I volunteer at the Julie Billiart School (www.juliebilliartschool.org ), a very special place that helps kids with learning needs.  A highlight of my holiday season is receiving the cookbook the school’s 2nd graders create called, “How to Cook a Turkey.” Every year, each 2nd grader writes a recipe for cooking a turkey.  Their teachers compile them into a recipe book.  Their innocence and creativity always make me smile.  Last year, I picked out a recipe that I shared in this space.  This year, I’m pulling out some of my favorite comments.

  1. First, you’ll need to catch a turkey. (Jeffrey)
  2. Be sure to wear an apron, chef hat, and super hero cape when you cook your turkey!  (Ricky)
  3. When you’re done eating, put everything in the sink.  Mom will clean up the kitchen but you better not have made much of a mess. (Sian)
  4. The guys should just watch football and the kids can play board games. (Matthew)
  5. Eat Grandma’s brownies…she makes the best!!! (Anthony)

Every “recipe” had something that made me smile.  I’m thankful to receive their card and get a reminder from them what life is really about.  Reading their recipes reminded me that we have a tendency to complicate things, even Thanksgiving.  Yet kids just love the fun of it.  Shouldn’t we?

As you enjoy the Thanksgiving holiday, I hope you have the opportunity to think like a 2nd grader.  I hope time slows down for you. I hope you get to play.  I hope you don’t forget your super hero cape!

 

What’s Next?   

November 15th, 2016

As the experts predicted, Hillary Clinton was elected our 45th president last week.  Oh wait.  Oops.  They kinda missed that one.  The media’s missteps might be the lasting impact of this election.  I had two post-election conversations that stood out to me about the fallout of what happened.  One individual voted for Clinton; the other, as he put it “jumped on the Trump grenade and I pray it doesn’t explode.”  The Clinton voter said, “You know, I can’t stand Trump, but I found myself rooting for him because the media looked so stunned.”  The Trump “supporter” was more excited about the media’s struggles than Trump winning.  He gushed, “I thought Chuck Todd was going to cry!  I loved it!”  It might behoove the media to decamp from the coasts and actually spend a little time in the rest of the country.  Maybe they’ll discover we’re not a bunch of bigoted, misogynistic, backwards people after all.
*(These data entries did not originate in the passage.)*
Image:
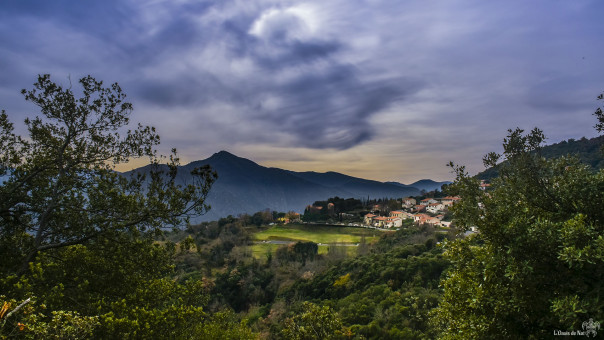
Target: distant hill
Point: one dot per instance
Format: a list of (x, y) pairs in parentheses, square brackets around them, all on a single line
[(246, 187), (588, 151), (424, 184)]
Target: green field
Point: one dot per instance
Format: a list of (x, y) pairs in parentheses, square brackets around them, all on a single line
[(320, 234)]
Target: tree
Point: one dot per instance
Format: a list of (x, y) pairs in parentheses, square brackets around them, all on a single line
[(62, 189), (537, 262), (315, 322)]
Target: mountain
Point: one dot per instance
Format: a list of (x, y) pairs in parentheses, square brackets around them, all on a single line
[(589, 152), (246, 187), (424, 184)]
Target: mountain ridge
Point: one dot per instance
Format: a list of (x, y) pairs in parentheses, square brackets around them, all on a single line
[(244, 186)]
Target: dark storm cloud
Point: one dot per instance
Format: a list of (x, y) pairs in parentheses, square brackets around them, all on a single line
[(332, 109)]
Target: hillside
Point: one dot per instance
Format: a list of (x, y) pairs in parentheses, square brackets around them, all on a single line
[(246, 187), (588, 151)]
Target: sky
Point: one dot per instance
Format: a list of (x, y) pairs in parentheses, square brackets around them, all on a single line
[(385, 90)]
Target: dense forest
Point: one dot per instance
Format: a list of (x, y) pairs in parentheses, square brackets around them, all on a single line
[(90, 253), (588, 151)]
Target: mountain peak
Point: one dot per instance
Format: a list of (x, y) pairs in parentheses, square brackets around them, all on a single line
[(223, 154)]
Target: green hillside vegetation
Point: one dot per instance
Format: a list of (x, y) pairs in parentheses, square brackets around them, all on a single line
[(588, 151), (318, 234)]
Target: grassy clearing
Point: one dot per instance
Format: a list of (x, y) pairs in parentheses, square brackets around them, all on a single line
[(260, 250), (318, 234)]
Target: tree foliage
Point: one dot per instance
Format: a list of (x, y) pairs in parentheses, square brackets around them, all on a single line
[(77, 237), (61, 188)]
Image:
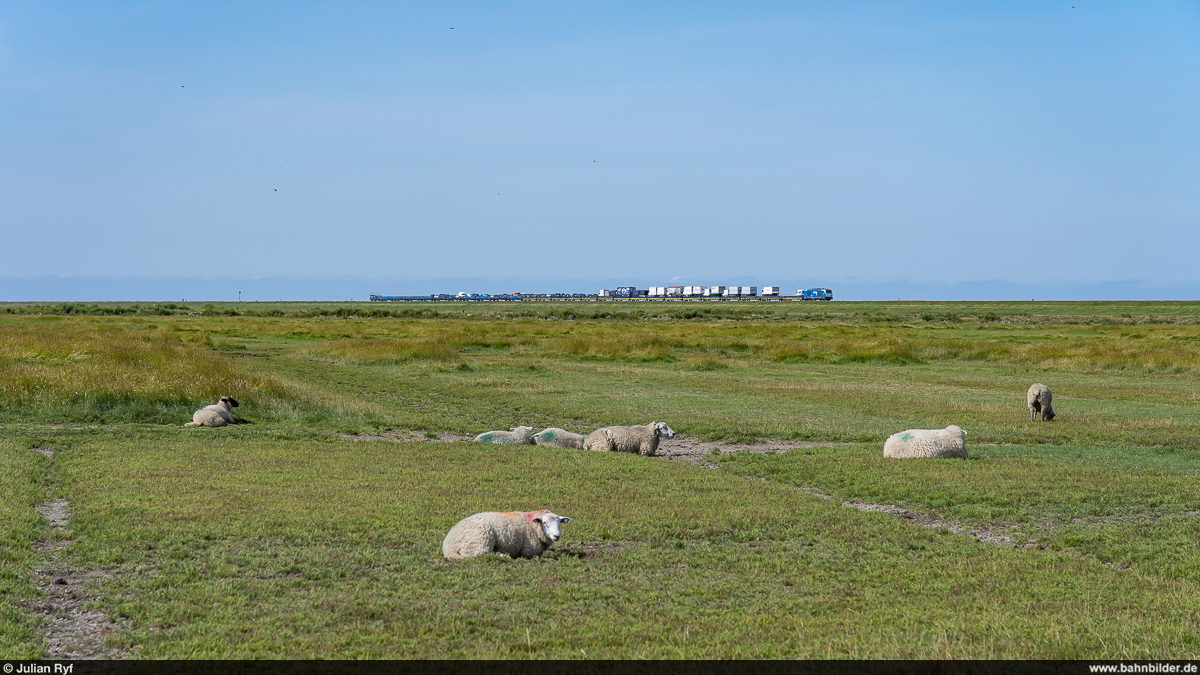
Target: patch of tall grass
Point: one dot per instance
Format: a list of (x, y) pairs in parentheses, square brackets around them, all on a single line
[(1155, 350), (84, 372)]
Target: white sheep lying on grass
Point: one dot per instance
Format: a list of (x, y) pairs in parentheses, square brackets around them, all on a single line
[(1038, 398), (513, 533), (555, 437), (949, 442), (217, 414), (642, 438), (517, 435)]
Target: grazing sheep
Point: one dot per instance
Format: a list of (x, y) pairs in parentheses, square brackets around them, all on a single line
[(556, 437), (513, 533), (517, 435), (949, 442), (1038, 398), (642, 440), (216, 414)]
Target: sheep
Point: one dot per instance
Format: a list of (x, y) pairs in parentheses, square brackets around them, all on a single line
[(556, 437), (517, 435), (217, 414), (513, 533), (949, 442), (642, 440), (1038, 398)]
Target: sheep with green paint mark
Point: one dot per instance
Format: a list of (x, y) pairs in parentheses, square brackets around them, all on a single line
[(913, 443), (515, 436), (555, 437)]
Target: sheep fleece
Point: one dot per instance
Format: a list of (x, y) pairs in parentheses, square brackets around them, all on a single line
[(513, 533), (556, 437), (1039, 399), (949, 442), (519, 436), (642, 438), (210, 416), (217, 414)]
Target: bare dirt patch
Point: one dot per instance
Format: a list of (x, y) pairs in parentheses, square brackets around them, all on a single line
[(70, 629), (697, 452), (997, 536), (406, 436)]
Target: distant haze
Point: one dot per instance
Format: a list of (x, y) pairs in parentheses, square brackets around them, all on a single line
[(299, 150)]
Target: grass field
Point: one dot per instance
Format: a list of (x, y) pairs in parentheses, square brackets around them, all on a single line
[(285, 538)]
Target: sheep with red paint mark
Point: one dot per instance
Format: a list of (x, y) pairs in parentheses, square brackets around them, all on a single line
[(514, 533), (219, 414)]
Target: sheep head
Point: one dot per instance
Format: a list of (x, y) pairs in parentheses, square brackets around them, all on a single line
[(550, 524)]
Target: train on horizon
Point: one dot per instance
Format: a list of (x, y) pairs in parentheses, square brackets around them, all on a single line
[(627, 293)]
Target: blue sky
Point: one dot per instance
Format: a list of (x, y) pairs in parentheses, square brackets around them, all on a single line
[(555, 144)]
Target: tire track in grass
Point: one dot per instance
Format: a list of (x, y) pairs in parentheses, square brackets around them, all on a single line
[(71, 631)]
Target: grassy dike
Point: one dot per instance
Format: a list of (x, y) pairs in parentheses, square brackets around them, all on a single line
[(283, 538)]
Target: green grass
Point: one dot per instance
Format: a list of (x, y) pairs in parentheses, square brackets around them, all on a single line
[(22, 477), (277, 538), (307, 548)]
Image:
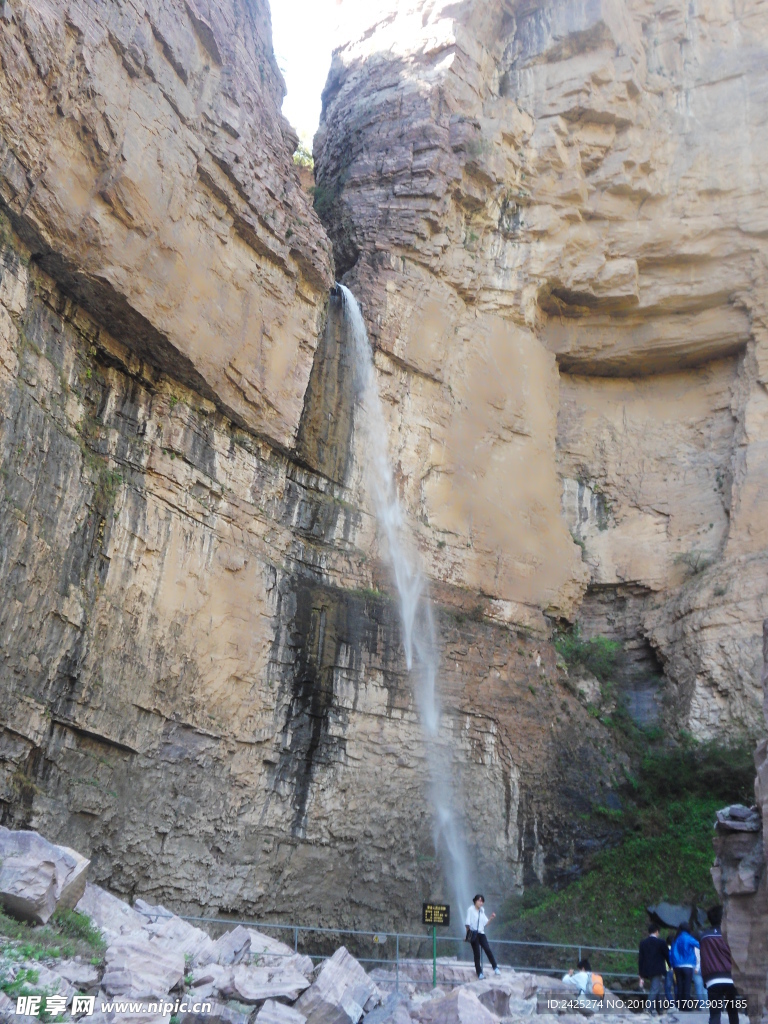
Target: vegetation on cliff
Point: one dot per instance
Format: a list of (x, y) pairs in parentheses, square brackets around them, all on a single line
[(666, 851)]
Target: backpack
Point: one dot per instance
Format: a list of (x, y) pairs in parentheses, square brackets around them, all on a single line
[(596, 985)]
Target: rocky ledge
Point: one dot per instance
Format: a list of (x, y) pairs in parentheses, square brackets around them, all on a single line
[(160, 966)]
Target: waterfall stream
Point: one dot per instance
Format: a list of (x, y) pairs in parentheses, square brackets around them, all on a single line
[(419, 635)]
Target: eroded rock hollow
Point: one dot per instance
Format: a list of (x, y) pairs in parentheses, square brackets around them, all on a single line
[(562, 269)]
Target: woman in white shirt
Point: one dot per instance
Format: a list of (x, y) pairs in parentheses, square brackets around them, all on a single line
[(475, 925), (580, 978)]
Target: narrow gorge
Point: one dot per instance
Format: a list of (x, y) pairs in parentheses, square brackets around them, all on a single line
[(554, 218)]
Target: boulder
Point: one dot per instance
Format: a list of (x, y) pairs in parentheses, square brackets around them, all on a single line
[(254, 984), (51, 982), (37, 876), (341, 991), (231, 947), (169, 930), (141, 969), (279, 1013), (219, 1013), (28, 888), (272, 952), (510, 995), (392, 1011), (737, 817), (112, 915), (82, 976), (673, 914), (146, 1013), (459, 1007)]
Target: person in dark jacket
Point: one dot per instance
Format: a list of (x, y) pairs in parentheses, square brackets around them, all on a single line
[(716, 970), (683, 960), (652, 968)]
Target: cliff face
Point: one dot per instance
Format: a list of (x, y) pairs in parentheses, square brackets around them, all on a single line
[(203, 681), (741, 881), (554, 215), (146, 165)]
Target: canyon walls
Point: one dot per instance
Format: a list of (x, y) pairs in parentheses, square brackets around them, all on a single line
[(554, 216), (203, 684), (562, 268)]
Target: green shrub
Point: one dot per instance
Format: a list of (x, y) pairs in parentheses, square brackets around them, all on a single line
[(598, 655), (710, 770), (302, 157), (79, 926)]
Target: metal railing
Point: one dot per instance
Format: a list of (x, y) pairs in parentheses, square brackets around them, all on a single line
[(402, 958)]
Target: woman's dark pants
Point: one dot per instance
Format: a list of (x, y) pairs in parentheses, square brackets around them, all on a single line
[(482, 942)]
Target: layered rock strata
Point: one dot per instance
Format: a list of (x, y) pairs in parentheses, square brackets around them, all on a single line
[(562, 265), (203, 681), (740, 877)]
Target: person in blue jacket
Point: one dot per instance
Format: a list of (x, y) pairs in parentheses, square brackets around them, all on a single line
[(683, 960)]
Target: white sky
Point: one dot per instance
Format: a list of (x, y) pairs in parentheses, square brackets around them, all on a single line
[(302, 34)]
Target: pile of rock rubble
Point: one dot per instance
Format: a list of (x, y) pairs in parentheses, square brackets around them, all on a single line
[(244, 977)]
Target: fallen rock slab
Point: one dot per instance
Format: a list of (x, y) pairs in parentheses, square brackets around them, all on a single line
[(54, 876), (393, 1010), (110, 914), (254, 984), (141, 969), (279, 1013), (340, 993), (28, 889), (272, 952), (506, 996), (170, 930), (459, 1007), (231, 947), (219, 1013)]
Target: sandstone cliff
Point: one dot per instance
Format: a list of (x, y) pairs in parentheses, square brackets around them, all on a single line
[(203, 681), (741, 881), (554, 215)]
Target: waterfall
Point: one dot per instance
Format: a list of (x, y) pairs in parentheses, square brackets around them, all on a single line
[(419, 635)]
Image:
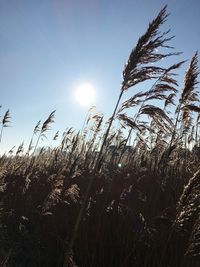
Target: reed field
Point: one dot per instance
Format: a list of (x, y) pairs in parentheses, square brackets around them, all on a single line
[(98, 199)]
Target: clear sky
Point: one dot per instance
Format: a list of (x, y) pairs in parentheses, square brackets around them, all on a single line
[(49, 47)]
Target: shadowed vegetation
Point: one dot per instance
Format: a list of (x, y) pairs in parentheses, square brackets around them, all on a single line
[(92, 200)]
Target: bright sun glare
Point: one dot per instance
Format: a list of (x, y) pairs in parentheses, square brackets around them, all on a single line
[(85, 95)]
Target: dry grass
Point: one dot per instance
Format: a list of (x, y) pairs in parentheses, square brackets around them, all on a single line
[(74, 206)]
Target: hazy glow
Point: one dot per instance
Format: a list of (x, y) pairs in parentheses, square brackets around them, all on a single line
[(85, 95)]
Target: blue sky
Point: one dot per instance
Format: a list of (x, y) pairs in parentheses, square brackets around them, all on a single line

I’m sure the Donald’s presidency will provide numerous blogging topics and Saturday Night Live skits  over the next couple of years.  I’m most concerned about the impacts on business Trump’s presidency will have.  The major impact I see is inflationary pressure.  Regular readers know I’m a broken record on inflation.  Like a broken clock, I’ll eventually be right.  The government keeps telling us it’s low; talk to any business owner about operating costs and he’ll disagree.  Trump clearly believes inflation is good.  If you’re a debtor (as real estate investors often are), inflation is good: you pay back your debt in dollars that are worth less than when you borrowed because of inflation.  All of Trump’s commentary indicate an indifference or even encouragement of inflation.  One way to make people feel better off is more money in their paychecks.  It’s hard to see that money trickling right back out in the form of higher costs.  As I’ve written in the past, the only politically acceptable way out of our fiscal mess is inflation.  (Our big fiscal issue is entitlements.  Were they even talked about in the campaign?  Did I miss that discussion?)

It’s going to be a wild ride.  I give Trump credit thus far.  An old management axiom states, “If you’re not making decisions that upset people, you’re not making decisions.”  Thus far, some of his decisions have upset his supporters; some have upset his non-supporters.  Leadership requires making decisions people don’t like.  I hope our president (and Congress) have the courage to make those decisions.